How to trade the NASDAQ 100: Everything you need to know

  • NAS100

How to trade the NASDAQ 100: Everything you need to know

The NASDAQ 100 (NAS100) stock index is one of the largest and most famous in the world. Hosting the US businesses with largest capitalisations and growth prospects, including the likes of Apple, Microsoft and Alphabet, the NASDAQ 100 is naturally a gauge of sentiment within the US technology sector and growth stocks in general.

If you're a would-be investor who wants to trade indices or CFDs (contract for differences) in one of the most fast-paced and exciting global markets, the NASDAQ 100 is a potentially lucrative choice.

In this guide, learn the fundamentals of what the index is, what drives price movements, the benefits of trading it, plus strategies on how to trade the NASDAQ 100 in a way that drives positive results.

What is the NASDAQ 100?

The NASDAQ 100 is a stock index that comprises the 100 most actively traded companies listed on the New York's NASDAQ (National Association of Securities Dealers Automated Quotations) Stock Exchange. The index had a market capitalisation of just under $17 trillion in April 2022 and has a base value of 125.

Which companies are in the NASDAQ 100?

To be listed on the NASDAQ 100, companies must meet NASDAQ's initial listing criteria, of which the most crucial include:

  • Having been listed on the NASDAQ exchange in the Global Market or Global Select tiers
  • Having been publicly traded for three months or more
  • An average daily volume of 200,000 shares
  • No ongoing bankruptcy proceedings
  • Quarterly and annual financial report submissions.

The NASDAQ 100 features companies from a diverse range of industries – consumer, industrial, telecommunications, healthcare and others – yet is dominated by technology businesses. These comprised just under 60% of the index in May 2020. It does not feature financial businesses, with these featuring within the NASDAQ Financial-100 index.

As a result, the NASDAQ 100 is one of the purest barometers of the market's sentiment towards high-growth, high-cap technology businesses.


What does the NASDAQ 100 measure?

The NASDAQ 100 measures the movements in the total value of the shares of all 100 companies that constitute it.

As the share prices of companies in the index rise or fall, so does the index. However, given the number of businesses in the NASDAQ 100, increases and decreases are felt on the macro level, making the index liable to change in line with larger shifts in market sentiment.

How often does the NASDAQ 100 change?

The NASDAQ 100 changes every year in December, alongside potential quarterly rebalancing in March, June and September. That is alongside the regular removal companies due to mergers and acquisitions, bankruptcy proceedings, failing to meet listing criteria, and moving to other stock exchanges.

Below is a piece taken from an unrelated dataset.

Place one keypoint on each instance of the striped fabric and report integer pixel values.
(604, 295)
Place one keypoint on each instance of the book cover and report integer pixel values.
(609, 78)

Each December, NASDAQ analyses companies inside and outside the index. Based on a comparison of share prices and publicly announced share totals, businesses are deleted if they do not meet the criteria or are outperformed by a business not currently in the index, with this company taking the previous organisation's place. This ensures that the constituents of the NASDAQ 100 are high-growth, high-cap companies.

Quarterly deletions and additions may occur if:

  • one company's worth is 24% or more of the index's total
  • companies weighing of at least 4.5% make up 48% or more of the index.

A December annual rebalancing can occur after a quarterly rebalancing if:

  • the worth of a single company exceeds 15% of the total index
  • the top five companies by market capitalisation make up 40% of the index or greater.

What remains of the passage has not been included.